Para el Maestro no fue la muerte algo temido, ni aceptado solo por resignación, pues consejo e inspiración tuvo Martí en la muerte. A los niños, les dijo que la muerte no era tan fea, y de ella siempre esperó un beso.
Creyó siempre en la transmigración de las almas. Venía de un hogar católico, cultivado con devoción y quizá con severidad, aunque al parecer nunca le gustaron las iglesias. Apóstol en primer lugar de su propia suerte, desde el amanecer de su conciencia supo que viviría pocos años.
A sus hermanos muertos no solo les dedicó himnos ejemplares, sino que en la dimensión de aquellos quiso abrazarlos y escucharlos. No deja de ser admirable esa disposición de compartir ese mundo enigmático de los claustros de mármol.

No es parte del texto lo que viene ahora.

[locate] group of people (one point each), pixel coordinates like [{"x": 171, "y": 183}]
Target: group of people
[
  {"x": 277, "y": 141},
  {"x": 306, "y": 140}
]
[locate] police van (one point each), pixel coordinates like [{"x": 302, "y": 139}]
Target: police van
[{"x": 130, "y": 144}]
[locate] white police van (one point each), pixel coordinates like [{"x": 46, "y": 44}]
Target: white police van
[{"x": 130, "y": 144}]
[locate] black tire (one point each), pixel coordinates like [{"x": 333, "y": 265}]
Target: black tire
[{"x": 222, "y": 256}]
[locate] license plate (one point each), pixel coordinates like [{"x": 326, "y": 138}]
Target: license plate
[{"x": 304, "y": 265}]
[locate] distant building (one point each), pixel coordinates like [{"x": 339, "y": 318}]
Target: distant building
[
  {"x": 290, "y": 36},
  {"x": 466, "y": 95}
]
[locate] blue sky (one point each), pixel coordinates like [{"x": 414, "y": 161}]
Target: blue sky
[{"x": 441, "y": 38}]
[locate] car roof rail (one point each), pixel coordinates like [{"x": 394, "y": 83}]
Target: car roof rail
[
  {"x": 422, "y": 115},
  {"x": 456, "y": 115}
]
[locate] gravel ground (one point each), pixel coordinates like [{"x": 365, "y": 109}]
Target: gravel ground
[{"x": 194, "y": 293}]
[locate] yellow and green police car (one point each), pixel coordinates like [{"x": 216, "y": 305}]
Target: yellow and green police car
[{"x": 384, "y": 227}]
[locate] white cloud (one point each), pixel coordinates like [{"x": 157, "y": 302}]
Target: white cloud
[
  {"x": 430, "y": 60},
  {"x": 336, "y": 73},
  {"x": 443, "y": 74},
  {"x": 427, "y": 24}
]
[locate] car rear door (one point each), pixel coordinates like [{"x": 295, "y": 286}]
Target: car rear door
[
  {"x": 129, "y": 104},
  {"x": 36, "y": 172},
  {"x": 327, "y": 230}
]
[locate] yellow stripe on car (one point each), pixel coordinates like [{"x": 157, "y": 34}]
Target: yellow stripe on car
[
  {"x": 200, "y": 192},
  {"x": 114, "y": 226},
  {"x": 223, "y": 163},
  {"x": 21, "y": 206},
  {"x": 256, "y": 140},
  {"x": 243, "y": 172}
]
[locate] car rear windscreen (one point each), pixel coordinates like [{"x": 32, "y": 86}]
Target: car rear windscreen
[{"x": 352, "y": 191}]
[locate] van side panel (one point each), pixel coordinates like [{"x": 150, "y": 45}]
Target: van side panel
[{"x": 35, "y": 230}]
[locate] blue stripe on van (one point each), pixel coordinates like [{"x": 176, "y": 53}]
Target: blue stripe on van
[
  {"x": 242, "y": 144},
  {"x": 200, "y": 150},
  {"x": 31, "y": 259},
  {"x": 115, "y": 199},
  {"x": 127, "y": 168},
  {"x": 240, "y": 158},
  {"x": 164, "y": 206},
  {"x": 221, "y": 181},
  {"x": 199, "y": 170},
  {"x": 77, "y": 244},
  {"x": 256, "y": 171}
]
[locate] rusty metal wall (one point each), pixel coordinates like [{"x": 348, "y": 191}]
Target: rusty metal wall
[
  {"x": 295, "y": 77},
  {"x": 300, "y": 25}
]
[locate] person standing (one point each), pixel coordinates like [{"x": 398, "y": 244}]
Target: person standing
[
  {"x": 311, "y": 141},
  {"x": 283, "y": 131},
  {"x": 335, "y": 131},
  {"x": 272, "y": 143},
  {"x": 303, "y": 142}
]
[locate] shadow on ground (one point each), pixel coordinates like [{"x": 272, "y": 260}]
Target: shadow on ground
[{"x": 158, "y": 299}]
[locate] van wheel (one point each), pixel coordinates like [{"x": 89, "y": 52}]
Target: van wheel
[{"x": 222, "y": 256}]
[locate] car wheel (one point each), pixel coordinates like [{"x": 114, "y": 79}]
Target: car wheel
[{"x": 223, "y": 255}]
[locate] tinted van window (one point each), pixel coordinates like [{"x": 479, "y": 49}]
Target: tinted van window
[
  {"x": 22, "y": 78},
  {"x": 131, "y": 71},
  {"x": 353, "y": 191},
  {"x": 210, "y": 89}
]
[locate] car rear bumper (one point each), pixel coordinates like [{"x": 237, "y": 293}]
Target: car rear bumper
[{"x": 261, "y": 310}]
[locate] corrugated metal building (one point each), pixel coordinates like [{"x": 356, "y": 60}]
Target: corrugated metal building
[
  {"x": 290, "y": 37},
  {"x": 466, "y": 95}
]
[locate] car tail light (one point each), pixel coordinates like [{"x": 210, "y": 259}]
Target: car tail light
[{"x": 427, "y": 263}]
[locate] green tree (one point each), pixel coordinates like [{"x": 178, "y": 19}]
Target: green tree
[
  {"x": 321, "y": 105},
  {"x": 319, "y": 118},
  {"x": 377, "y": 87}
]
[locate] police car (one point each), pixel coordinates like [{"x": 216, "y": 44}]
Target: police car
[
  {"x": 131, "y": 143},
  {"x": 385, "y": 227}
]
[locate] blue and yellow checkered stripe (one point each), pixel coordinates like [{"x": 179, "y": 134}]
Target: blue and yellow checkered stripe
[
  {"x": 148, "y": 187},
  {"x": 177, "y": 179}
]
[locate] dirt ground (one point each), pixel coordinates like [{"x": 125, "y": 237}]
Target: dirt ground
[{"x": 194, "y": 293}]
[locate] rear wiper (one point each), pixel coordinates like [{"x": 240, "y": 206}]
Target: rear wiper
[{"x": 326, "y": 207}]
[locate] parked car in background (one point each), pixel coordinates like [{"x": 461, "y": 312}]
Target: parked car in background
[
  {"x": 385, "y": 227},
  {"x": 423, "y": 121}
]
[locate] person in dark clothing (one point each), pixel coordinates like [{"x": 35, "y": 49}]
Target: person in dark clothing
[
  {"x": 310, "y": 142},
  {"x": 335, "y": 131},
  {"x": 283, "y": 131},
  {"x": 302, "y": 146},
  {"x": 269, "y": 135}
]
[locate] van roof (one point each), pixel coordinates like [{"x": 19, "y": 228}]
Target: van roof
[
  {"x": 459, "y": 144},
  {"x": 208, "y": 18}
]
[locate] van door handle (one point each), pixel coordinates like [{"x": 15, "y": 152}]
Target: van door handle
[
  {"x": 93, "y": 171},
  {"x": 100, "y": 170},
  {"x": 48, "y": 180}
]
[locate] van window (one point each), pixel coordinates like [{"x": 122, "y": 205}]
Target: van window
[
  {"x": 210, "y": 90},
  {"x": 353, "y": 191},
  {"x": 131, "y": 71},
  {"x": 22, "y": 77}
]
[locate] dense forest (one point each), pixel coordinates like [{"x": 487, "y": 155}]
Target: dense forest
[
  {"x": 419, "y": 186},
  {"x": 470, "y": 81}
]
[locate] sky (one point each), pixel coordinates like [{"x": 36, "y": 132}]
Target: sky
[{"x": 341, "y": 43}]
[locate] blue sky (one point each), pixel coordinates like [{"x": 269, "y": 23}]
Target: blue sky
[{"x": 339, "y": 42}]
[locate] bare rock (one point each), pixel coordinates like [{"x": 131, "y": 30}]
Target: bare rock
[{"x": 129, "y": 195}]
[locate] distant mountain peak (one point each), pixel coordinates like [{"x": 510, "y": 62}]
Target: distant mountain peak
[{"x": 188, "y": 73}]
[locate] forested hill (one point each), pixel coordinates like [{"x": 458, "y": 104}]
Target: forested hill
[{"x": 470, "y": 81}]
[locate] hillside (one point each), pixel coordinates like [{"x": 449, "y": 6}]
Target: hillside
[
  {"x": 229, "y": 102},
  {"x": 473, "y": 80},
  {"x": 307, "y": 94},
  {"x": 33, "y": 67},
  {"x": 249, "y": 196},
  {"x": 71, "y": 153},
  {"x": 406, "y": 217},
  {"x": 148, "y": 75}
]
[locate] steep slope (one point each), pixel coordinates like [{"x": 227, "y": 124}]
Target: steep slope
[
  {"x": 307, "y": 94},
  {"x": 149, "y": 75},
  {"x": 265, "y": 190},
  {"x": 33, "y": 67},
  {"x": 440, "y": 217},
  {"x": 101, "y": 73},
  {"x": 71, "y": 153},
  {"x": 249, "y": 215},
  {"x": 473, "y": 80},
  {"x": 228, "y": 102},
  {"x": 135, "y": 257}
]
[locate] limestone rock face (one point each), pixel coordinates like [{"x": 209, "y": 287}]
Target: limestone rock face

Sin embargo, no deja de conmover que Martí consideró clara e inobjetablemente amiga y generosa a la muerte. La verdad del héroe, que en buena medida es el aserto de Cuba, es que “la razón, si quiere guiar, tiene que entrar en la caballería y morir para que la respeten los que saben morir”.
Pero que nadie lo dude. No era un suicida Martí, aunque el juicio de unas crónicas guerreras –siempre importantes—así lo crean.
Es posible que el héroe pensara que ya era hora de morir, pero aún podía servir a este único corazón de nuestras repúblicas.
También, es impensable que invitara a la carga a un joven, para llevarlo deliberadamente a la muerte. Fue una catástrofe aquel domingo 19 de mayo de 1895, pero la muerte jamás hizo tanta lumbre de la palabra.